Sense-making for Large-scale Social Simulations

Abstract: The availability of large amounts of data about socio-technical systems has opened up the possibility of building large-scale, highly detailed simulations that can be used to aid in planning and decision-making. These Big Simulations put Big Data into motion, allowing us to investigate courses of action. In this talk, I will discuss two main sense-making challenges to this approach. First, while unprecedented amounts of information are being gathered about social systems, it isn't necessarily the right information for the problems that face us. Developing the appropriate simulation models therefore requires synthesizing the needed information by combining multiple sources of data. We call this synthetic information. Second, large-scale simulations generate even more data than goes into them. New methods are needed in order to understand the results of such simulations to facilitate decision-making and planning. We call this simulation analytics. I will discuss approaches to both these aspects of the design and analysis of large-scale social simulations, including several examples.



Stefano Cozzini

NFFA-EUROPE data repository: how to build a data infrastructure for large scale scientific European infrastructure

Short Bio:S.C.,PhD in Physics from University of Padova, is a development scientist at CNR/IOM with more than 20 years experience in the area of scientific computing and HPC/Data e-infrastructures.

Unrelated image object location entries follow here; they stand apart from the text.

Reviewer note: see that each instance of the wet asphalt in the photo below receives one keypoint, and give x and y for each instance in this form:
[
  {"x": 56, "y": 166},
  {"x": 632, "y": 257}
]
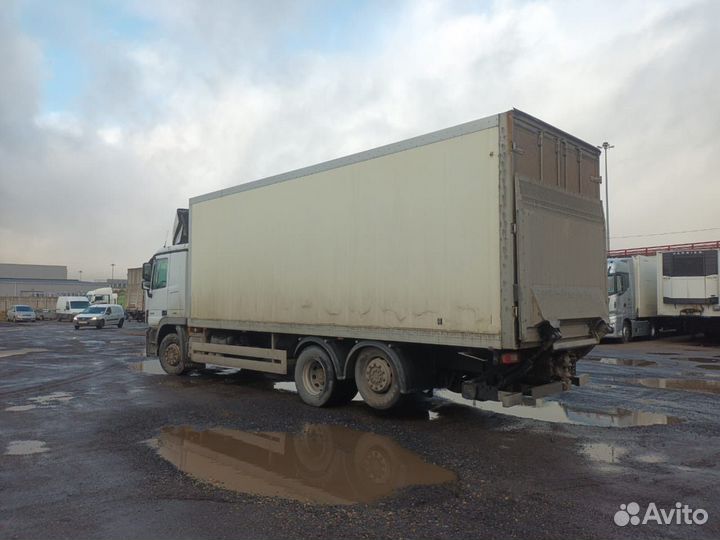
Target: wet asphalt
[{"x": 96, "y": 444}]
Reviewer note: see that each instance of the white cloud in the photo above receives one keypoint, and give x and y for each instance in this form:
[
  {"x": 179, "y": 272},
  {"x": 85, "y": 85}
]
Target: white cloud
[{"x": 216, "y": 98}]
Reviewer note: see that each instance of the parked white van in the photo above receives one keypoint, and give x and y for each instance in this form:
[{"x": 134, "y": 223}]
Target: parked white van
[
  {"x": 69, "y": 306},
  {"x": 99, "y": 315}
]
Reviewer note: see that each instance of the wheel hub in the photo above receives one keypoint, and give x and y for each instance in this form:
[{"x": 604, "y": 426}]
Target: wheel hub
[
  {"x": 314, "y": 377},
  {"x": 172, "y": 355},
  {"x": 379, "y": 375}
]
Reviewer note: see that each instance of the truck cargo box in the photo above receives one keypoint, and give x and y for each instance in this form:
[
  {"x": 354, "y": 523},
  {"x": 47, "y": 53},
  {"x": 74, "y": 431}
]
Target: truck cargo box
[{"x": 470, "y": 236}]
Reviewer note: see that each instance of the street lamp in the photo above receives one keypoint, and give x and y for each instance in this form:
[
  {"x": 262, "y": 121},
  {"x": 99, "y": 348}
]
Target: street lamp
[{"x": 606, "y": 146}]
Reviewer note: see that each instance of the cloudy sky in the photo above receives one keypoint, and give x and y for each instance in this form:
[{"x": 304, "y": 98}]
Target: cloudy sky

He is currently coordinating the Data management research activities of two European Projects (NFFA-EUROPE and EUSMI). He is actively involved in of the Master in High Performance Computing promoted by SISSA and ICTP (www.mhpc.it) and in the recently launched master degree on “data science and scientific computing” master at University of Trieste. He has considerable experience in leading HPC and data infrastructure projects at national and international level. He served as scientific consultant for International Organization: Unesco -ICTP (2003-2012) and UNDP/UNOPS (2011-2012) At the end of 2011 S.C. co-founded his own spin-off company of CNR/IOM institute eXact lab srl (www.exact-lab.it). The company, qualified as Innovative start-up, provides advanced computation services by means of HPC and CLOUD infrastructure.



Ying Zhang

Finding pitfalls in query performance

Abstract:Despite their popularity, database benchmarks only highlight a small part of the capabilities of any given system. They do not necessarily highlight problematic components encountered in real life or provide hints for further research and engineering.

In this talk we introduce SQALPEL, a platform for "discriminative performance benchmarking”. SQALPEL aids in exploring a larger search space to find performance outliers and their underlying causes. This approach is based on deriving a domain specific language from a sample query to identify a query workload. SQALPEL subsequently explores the space using query morphing, and simulated annealing to find performance outliers, and the query components responsible. To speed-up the exploration for often time-consuming experiments SQALPEL has been designed to run asynchronously on a large cluster of machines.